Em 2017, a sua carreira no desporto rei ainda não tinha arrancado. Na verdade, o percurso do brasileiro não era muito auspicioso. Ninguém seria capaz de prever o rumo da sua carreira, a chegada aos encarnados, revela a “Bola” esta quarta-feira.

Vinícius, 24 anos, que desde 2017 passou pelo Nápoles e Monaco, ultrapassou várias dificuldades para chegar ao estatuto que tem no momento presente. Este verão tornou-se a terceira contratação mais cara da história do Benfica. Porém, durante anos, Vinícius foi, como se costuma dizer, “pau para toda a obra”: jogou a central, médio ofensivo e foi dispensado mais do que uma vez.

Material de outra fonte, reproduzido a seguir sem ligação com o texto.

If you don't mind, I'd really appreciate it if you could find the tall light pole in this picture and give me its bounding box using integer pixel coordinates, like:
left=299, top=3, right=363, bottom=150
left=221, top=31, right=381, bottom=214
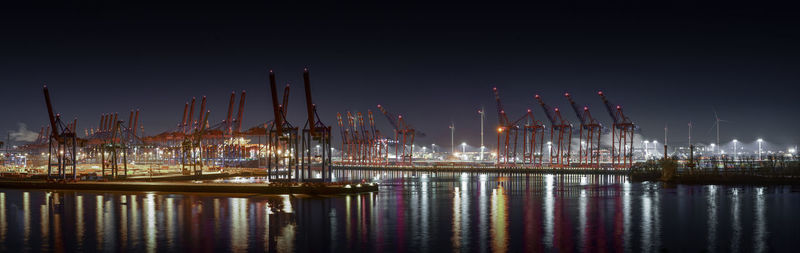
left=478, top=106, right=486, bottom=161
left=758, top=138, right=764, bottom=161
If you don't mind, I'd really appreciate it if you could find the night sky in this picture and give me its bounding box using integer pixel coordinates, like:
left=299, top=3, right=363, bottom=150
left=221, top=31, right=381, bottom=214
left=0, top=1, right=800, bottom=149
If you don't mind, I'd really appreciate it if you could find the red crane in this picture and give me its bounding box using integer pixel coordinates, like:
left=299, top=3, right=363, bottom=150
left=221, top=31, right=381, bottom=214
left=534, top=94, right=572, bottom=167
left=378, top=105, right=422, bottom=165
left=597, top=91, right=636, bottom=168
left=42, top=84, right=78, bottom=180
left=492, top=87, right=544, bottom=166
left=300, top=68, right=333, bottom=181
left=564, top=92, right=602, bottom=168
left=267, top=70, right=301, bottom=180
left=367, top=110, right=387, bottom=164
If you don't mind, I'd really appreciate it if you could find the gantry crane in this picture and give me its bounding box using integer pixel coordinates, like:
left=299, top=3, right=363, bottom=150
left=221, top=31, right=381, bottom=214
left=534, top=94, right=572, bottom=167
left=597, top=91, right=636, bottom=168
left=300, top=68, right=333, bottom=182
left=42, top=84, right=78, bottom=180
left=267, top=70, right=300, bottom=180
left=492, top=87, right=544, bottom=166
left=564, top=92, right=602, bottom=168
left=378, top=105, right=424, bottom=165
left=367, top=110, right=388, bottom=164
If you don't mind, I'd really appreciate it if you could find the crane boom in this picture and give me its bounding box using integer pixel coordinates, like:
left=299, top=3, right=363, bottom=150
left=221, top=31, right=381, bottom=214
left=269, top=70, right=283, bottom=135
left=564, top=92, right=587, bottom=126
left=378, top=105, right=400, bottom=131
left=492, top=87, right=509, bottom=126
left=236, top=90, right=246, bottom=133
left=597, top=91, right=619, bottom=124
left=304, top=68, right=315, bottom=132
left=225, top=91, right=236, bottom=133
left=533, top=94, right=559, bottom=126
left=42, top=83, right=58, bottom=136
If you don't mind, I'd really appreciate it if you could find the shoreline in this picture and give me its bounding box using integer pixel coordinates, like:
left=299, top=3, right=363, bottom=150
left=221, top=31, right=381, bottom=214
left=0, top=180, right=378, bottom=195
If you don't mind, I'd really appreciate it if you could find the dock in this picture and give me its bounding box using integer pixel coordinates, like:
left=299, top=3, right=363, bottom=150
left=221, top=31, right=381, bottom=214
left=0, top=181, right=378, bottom=195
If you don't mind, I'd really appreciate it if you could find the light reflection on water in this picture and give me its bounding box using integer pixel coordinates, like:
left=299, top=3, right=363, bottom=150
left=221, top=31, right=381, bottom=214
left=0, top=173, right=800, bottom=252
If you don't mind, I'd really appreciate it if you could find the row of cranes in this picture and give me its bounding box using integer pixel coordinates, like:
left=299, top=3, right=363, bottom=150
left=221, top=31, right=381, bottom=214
left=336, top=110, right=389, bottom=165
left=336, top=87, right=636, bottom=168
left=266, top=68, right=333, bottom=181
left=35, top=68, right=332, bottom=181
left=336, top=104, right=425, bottom=165
left=492, top=87, right=636, bottom=168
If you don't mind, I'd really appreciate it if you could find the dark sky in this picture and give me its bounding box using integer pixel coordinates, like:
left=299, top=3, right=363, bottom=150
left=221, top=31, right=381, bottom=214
left=0, top=1, right=800, bottom=147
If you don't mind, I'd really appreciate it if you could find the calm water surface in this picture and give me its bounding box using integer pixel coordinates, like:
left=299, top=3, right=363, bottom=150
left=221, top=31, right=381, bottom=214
left=0, top=173, right=800, bottom=252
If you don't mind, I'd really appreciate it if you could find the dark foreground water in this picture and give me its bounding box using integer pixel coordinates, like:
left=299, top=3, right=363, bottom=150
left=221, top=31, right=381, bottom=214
left=0, top=174, right=800, bottom=252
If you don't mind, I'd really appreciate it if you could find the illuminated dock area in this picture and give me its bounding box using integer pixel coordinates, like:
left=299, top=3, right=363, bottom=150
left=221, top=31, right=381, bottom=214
left=0, top=180, right=378, bottom=195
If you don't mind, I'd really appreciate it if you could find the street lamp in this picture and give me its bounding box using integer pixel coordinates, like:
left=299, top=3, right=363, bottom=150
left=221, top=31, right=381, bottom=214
left=758, top=138, right=764, bottom=161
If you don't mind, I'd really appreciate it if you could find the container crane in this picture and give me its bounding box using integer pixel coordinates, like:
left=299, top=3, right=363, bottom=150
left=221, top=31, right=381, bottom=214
left=267, top=70, right=300, bottom=181
left=564, top=92, right=602, bottom=168
left=378, top=105, right=417, bottom=165
left=492, top=87, right=544, bottom=166
left=597, top=91, right=636, bottom=168
left=300, top=68, right=333, bottom=181
left=534, top=94, right=572, bottom=167
left=42, top=83, right=78, bottom=180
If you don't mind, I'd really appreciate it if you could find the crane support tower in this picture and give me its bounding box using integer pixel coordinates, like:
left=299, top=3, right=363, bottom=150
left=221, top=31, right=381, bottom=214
left=564, top=92, right=602, bottom=168
left=597, top=91, right=636, bottom=168
left=266, top=70, right=300, bottom=181
left=378, top=105, right=424, bottom=165
left=302, top=68, right=333, bottom=182
left=42, top=83, right=78, bottom=181
left=492, top=87, right=544, bottom=167
left=534, top=94, right=572, bottom=168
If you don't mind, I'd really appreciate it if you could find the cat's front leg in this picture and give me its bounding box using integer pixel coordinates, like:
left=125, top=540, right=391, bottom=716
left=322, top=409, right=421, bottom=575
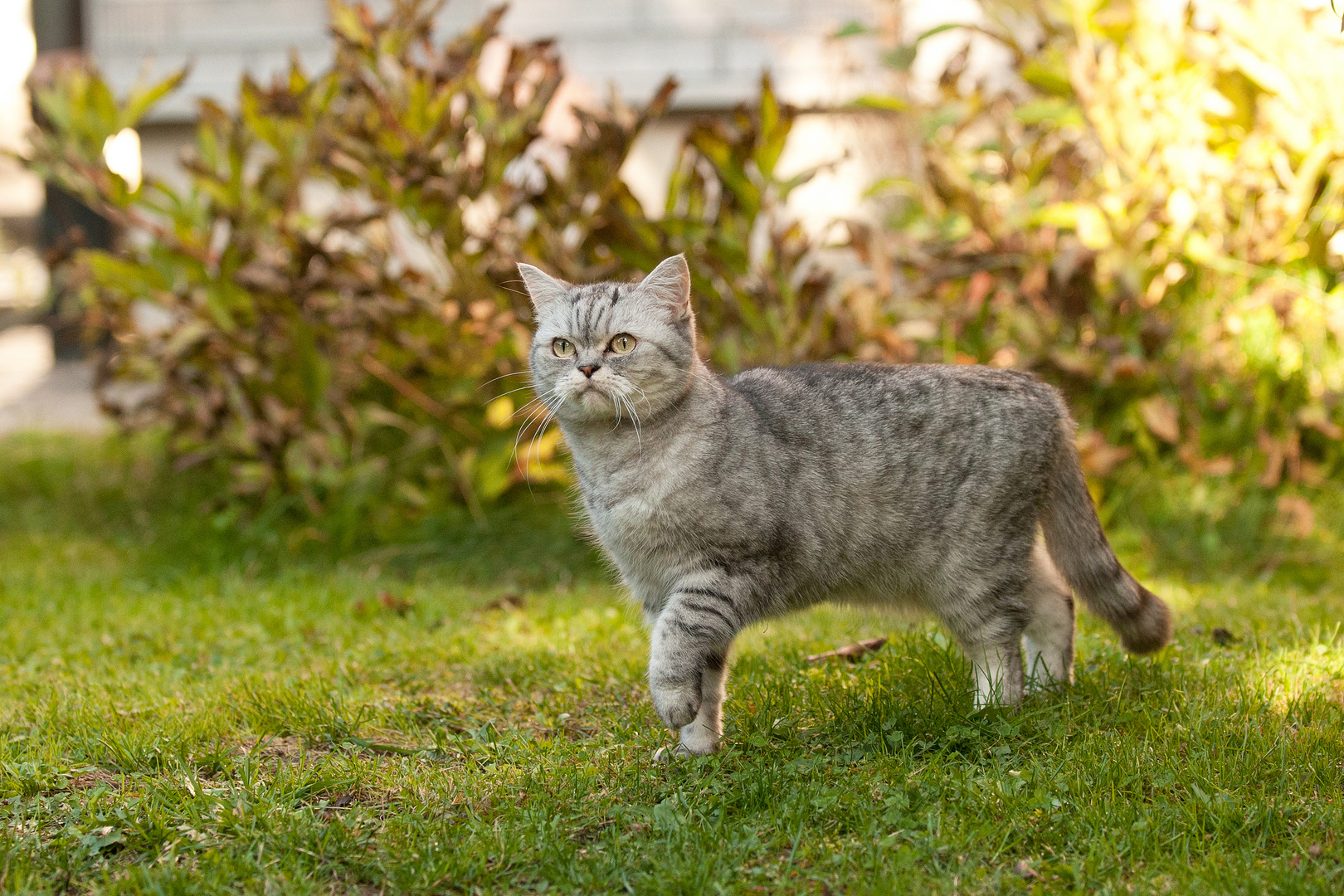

No Santos, equipa onde começou a jogar, o brasileiro chegou como médio ofensivo e acabou dispensado. No Palmeiras, foi trinco, passou a central e apenas no fim de contrato ganhou a primeira oportunidade como avançado. Mas nem assim convenceu a direção da equipa e acabou dispensado mais uma vez.

Em 2015, Vinícius rumou ao Caldense, onde voltou à posição de central - mas pouco entrou em campo. Depois, foi contratado pelo Grémio Anápolis para aturar como médio ofensivo. Saturado de falta de oportunidades, o brasileiro decidiu mudar-se para Portugal.

Assinou pelo Real… de Massamá. Um pequeno salto levou-o ao Rio Ave e daí em diante a narrativa é conhecida. A sorte bateu-lhe à porta. “Eu represento tudo aquilo que pode acontecer na vida de um jogador de futebol”, disse ao desportivo. É verdade.